As 2017 begins, it is useful to review the events of the past year and reflect on how they might presage future developments. In that context, 2016 might be called the year of state aid. Last year saw the culmination of lengthy investigations by antitrust lawyers at the European Commission into favorable tax rulings that European governments -- notably Ireland, Luxembourg, and the Netherlands -- had granted to large multinationals like Apple, Fiat, McDonald's, and Starbucks.
TNI's person of the year, EU Competition Commissioner Margrethe Vestager, sees state aid not as an EU power play, but as a product of ever-increasing tax transparency. Vestager told Tax Analysts that she views the state aid cases as a natural outgrowth of the disclosure of tax rulings that EU member tax administrations had sought to keep secret from the public, crediting whistleblowers and journalists with helping to bring tax rulings into the sunlight. Responding to criticism that her office is retroactively rewriting international tax law in Europe, Vestager countered that had her office known of the rulings earlier, it would have acted earlier. To critics who claim she is unfairly targeting U.S. multinationals, Vestager noted the irony in the fact that some of the most high-profile cases -- such as Apple -- grew out of hearings conducted by the U.S. Congress.
That irony is not lost on Edward Kleinbard, professor of law and business at the University of Southern California School of Law. Kleinbard coined the term "stateless income," to highlight sophisticated corporate tax planning that can, in some cases (like Apple), result in billions of dollars of income being taxed nowhere. In fact, before the European Commission began its state aid investigations, Kleinbard published a paper showing how a multinational like Starbucks could create stateless income.
Many in Europe and the United States have criticized the commission's work in the state aid cases. They include treasury officials in countries targeted in the state aid investigations, such as Irish Finance Minister Michael Noonan, as well as U.S. Treasury Secretary Jacob Lew. Noonan led efforts to persuade his country's parliament to appeal the Apple ruling to the European courts, despite the potential revenue windfall should Apple ultimately be held liable to repay the €13 billion in state aid. Lew has led U.S. opposition to the commission's work. On the eve of the release of the Apple ruling, his Treasury Department issued a white paper containing an exhaustive discussion of past state aid rulings and explaining why the current investigations depart from past practice.

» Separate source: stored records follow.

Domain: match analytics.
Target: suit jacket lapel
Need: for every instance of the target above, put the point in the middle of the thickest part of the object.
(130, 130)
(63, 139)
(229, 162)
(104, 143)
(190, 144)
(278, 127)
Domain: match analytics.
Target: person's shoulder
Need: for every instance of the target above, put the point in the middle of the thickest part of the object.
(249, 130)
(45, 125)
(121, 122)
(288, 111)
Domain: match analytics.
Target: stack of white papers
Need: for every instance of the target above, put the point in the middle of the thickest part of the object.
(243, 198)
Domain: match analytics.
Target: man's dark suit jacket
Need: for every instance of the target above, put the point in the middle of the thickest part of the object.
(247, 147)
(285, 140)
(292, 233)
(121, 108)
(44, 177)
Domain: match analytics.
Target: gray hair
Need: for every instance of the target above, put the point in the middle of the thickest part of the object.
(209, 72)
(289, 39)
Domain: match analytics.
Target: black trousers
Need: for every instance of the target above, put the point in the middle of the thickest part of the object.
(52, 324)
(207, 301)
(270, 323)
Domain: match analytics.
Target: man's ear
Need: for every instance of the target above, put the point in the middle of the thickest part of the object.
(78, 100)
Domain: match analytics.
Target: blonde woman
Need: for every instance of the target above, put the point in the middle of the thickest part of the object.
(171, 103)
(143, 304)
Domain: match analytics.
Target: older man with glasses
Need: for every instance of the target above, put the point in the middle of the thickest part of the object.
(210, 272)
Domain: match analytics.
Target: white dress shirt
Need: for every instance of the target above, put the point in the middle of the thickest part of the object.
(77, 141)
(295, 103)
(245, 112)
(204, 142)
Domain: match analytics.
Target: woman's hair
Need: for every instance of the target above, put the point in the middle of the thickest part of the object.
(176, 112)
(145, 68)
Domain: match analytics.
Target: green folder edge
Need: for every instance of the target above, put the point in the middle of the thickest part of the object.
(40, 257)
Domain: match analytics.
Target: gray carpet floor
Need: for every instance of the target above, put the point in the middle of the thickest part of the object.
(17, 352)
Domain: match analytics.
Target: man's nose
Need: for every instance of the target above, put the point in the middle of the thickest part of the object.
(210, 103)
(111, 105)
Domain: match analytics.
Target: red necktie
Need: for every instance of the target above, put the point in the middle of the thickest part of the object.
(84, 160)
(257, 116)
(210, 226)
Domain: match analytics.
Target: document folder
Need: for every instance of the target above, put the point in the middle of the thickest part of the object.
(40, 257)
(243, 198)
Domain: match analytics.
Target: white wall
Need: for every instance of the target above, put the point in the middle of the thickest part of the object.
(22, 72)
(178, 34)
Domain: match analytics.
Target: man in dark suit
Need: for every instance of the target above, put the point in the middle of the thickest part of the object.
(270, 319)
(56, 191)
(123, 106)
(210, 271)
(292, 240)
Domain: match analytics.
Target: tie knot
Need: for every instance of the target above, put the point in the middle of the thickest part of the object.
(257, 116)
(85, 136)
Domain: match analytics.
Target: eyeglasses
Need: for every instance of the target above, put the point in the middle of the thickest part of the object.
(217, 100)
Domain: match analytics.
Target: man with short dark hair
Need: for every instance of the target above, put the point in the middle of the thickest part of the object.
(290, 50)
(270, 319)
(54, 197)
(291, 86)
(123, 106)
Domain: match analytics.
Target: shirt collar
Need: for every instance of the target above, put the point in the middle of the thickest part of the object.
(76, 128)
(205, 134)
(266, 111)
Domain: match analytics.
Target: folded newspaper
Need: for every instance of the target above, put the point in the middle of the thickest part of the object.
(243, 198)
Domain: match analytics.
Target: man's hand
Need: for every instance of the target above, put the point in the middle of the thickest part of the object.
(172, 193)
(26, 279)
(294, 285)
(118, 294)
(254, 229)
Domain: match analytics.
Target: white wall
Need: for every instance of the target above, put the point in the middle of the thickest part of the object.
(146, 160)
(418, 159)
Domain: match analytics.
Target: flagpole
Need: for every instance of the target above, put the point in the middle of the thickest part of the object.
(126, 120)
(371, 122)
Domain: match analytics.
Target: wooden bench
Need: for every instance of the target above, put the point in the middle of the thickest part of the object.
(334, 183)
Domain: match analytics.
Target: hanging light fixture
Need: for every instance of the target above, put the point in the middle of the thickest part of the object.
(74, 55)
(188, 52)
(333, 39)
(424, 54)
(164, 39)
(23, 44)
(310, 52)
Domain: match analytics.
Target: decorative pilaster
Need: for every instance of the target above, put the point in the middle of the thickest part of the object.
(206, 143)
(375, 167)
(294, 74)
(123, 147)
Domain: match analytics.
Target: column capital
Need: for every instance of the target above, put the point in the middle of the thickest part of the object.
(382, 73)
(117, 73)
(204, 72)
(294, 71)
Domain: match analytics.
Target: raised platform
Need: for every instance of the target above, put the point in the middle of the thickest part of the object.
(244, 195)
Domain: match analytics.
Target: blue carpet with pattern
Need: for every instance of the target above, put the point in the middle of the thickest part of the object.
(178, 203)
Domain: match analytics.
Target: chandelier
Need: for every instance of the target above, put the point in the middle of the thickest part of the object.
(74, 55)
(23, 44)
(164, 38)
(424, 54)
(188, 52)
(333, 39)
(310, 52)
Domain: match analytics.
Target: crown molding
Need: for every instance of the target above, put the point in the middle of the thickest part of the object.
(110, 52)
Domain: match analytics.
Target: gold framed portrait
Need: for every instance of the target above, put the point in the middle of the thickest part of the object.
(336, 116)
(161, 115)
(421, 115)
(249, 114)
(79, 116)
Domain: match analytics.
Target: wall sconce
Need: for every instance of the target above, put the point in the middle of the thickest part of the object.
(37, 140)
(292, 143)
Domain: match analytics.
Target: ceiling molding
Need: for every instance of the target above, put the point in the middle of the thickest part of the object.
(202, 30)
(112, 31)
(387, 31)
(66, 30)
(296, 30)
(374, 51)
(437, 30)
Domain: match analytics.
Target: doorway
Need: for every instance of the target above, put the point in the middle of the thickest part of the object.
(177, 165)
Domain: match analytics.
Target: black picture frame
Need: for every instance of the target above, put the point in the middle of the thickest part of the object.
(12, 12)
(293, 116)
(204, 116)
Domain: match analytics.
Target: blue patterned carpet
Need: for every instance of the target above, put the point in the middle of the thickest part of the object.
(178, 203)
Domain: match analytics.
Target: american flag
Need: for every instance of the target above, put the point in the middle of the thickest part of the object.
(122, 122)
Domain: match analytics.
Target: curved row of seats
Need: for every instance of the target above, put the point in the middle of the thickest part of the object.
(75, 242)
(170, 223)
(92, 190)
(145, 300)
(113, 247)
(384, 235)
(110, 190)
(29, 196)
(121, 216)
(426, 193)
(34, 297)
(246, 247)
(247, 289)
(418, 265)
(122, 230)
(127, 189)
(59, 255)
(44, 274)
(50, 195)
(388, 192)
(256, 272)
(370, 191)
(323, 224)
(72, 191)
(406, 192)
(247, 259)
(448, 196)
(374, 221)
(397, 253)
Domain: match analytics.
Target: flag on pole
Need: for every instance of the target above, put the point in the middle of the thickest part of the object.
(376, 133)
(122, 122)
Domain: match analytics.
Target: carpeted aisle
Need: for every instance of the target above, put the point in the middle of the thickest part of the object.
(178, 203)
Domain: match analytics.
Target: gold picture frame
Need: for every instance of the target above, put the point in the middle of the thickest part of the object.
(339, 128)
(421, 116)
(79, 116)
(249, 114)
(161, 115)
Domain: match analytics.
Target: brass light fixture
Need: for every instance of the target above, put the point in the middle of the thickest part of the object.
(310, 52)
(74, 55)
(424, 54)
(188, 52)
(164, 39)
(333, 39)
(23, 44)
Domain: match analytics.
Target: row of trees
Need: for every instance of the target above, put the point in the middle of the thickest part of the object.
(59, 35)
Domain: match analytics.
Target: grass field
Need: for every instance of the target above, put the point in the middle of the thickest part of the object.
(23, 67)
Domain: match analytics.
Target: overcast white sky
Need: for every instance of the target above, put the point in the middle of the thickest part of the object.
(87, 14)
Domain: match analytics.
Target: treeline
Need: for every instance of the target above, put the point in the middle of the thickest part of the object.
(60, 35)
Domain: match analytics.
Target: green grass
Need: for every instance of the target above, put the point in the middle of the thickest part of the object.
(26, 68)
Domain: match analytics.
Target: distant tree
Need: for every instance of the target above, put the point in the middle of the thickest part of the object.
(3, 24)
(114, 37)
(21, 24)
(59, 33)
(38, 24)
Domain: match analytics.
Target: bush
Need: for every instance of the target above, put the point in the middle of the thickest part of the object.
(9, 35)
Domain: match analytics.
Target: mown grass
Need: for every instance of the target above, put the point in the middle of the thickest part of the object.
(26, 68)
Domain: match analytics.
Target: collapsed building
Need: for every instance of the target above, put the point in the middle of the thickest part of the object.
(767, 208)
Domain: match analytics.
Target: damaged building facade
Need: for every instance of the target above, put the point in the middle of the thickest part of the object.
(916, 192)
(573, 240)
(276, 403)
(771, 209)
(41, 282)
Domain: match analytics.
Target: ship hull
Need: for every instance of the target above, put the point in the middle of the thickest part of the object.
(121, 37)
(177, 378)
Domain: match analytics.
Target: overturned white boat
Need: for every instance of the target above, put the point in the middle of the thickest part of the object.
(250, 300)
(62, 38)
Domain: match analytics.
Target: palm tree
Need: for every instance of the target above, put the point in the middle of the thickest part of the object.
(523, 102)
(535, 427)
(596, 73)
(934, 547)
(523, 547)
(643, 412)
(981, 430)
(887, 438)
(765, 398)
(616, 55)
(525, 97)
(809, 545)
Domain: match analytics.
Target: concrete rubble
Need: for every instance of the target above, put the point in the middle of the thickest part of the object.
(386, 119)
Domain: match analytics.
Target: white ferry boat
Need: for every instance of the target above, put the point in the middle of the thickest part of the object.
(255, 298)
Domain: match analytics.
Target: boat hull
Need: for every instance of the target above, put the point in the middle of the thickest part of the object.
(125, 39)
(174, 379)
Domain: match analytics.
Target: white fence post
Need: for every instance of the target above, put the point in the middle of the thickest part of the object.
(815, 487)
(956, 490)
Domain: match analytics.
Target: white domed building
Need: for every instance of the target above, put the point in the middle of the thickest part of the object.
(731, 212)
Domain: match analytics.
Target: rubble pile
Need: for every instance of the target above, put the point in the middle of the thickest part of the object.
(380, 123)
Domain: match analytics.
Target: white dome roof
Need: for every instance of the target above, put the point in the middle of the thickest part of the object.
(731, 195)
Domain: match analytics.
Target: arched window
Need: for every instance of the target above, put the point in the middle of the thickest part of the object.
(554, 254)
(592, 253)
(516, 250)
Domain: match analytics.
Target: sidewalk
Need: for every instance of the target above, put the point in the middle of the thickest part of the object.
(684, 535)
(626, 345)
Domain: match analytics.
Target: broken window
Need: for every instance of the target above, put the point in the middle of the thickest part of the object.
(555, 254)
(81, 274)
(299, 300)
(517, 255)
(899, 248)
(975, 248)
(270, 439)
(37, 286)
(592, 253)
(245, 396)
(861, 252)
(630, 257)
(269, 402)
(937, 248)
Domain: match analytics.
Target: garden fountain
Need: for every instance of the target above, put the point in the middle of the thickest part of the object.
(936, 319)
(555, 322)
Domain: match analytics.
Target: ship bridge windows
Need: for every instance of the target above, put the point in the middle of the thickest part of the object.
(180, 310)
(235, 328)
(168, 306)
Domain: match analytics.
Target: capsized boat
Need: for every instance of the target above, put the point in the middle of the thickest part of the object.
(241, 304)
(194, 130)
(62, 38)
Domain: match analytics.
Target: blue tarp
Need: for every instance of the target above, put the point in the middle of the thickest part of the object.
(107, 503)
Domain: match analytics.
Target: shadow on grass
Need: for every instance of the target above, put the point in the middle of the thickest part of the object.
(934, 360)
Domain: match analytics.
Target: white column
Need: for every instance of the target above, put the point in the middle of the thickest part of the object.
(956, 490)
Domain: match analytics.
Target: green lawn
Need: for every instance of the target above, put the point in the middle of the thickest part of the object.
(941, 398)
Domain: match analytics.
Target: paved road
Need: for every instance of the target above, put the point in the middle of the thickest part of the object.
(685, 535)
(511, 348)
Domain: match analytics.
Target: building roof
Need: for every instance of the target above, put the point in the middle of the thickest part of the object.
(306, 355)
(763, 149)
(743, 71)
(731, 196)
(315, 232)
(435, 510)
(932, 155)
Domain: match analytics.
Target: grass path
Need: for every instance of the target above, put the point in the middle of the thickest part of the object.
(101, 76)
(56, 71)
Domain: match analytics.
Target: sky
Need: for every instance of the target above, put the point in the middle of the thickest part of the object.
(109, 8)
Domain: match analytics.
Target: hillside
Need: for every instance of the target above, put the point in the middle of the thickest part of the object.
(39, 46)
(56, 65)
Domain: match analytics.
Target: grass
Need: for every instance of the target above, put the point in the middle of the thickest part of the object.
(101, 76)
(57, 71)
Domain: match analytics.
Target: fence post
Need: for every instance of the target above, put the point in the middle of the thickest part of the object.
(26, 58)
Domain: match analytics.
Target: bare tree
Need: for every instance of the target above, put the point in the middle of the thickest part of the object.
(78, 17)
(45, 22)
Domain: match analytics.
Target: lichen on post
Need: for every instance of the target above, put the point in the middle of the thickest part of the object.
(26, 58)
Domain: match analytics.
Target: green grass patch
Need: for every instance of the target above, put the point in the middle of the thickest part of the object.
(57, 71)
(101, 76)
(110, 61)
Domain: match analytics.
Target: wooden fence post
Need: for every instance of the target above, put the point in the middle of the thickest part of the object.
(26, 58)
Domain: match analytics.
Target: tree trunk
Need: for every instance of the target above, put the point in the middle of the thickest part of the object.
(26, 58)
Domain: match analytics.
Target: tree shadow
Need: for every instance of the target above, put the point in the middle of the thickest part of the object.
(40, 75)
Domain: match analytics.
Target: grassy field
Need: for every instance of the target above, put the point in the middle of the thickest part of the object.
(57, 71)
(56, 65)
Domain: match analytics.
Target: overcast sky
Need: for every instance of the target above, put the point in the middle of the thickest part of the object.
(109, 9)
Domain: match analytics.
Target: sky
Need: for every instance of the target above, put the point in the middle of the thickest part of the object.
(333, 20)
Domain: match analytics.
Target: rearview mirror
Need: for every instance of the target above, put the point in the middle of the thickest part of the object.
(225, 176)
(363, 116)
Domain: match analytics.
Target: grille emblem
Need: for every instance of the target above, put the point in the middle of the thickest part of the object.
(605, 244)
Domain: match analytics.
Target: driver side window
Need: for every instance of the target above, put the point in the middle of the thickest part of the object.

If the state aid cases were spawned by greater transparency before 2016, then 2017 should see a veritable renaissance in investigations driven by wholesale disclosures of both personal and corporate tax and financial information. This is because disclosures during 2016 highlighted the most serious abuses of the current system. Most notable was the release of the Panama Papers, which showed how the rich and powerful use secrecy to avoid paying the taxes they owe. That release led, in turn, to calls for countries to create registries of beneficial ownership. Last year also saw the growth in countries agreeing to the OECD's common reporting standard, as well as to automatic exchanges of information. With the further exchange of country-by-country reports beginning in 2017, tax administrations will have a wealth of tax and financial information to begin investigations aimed at improving tax compliance.
Stuart Gibson is editor of Tax Notes International.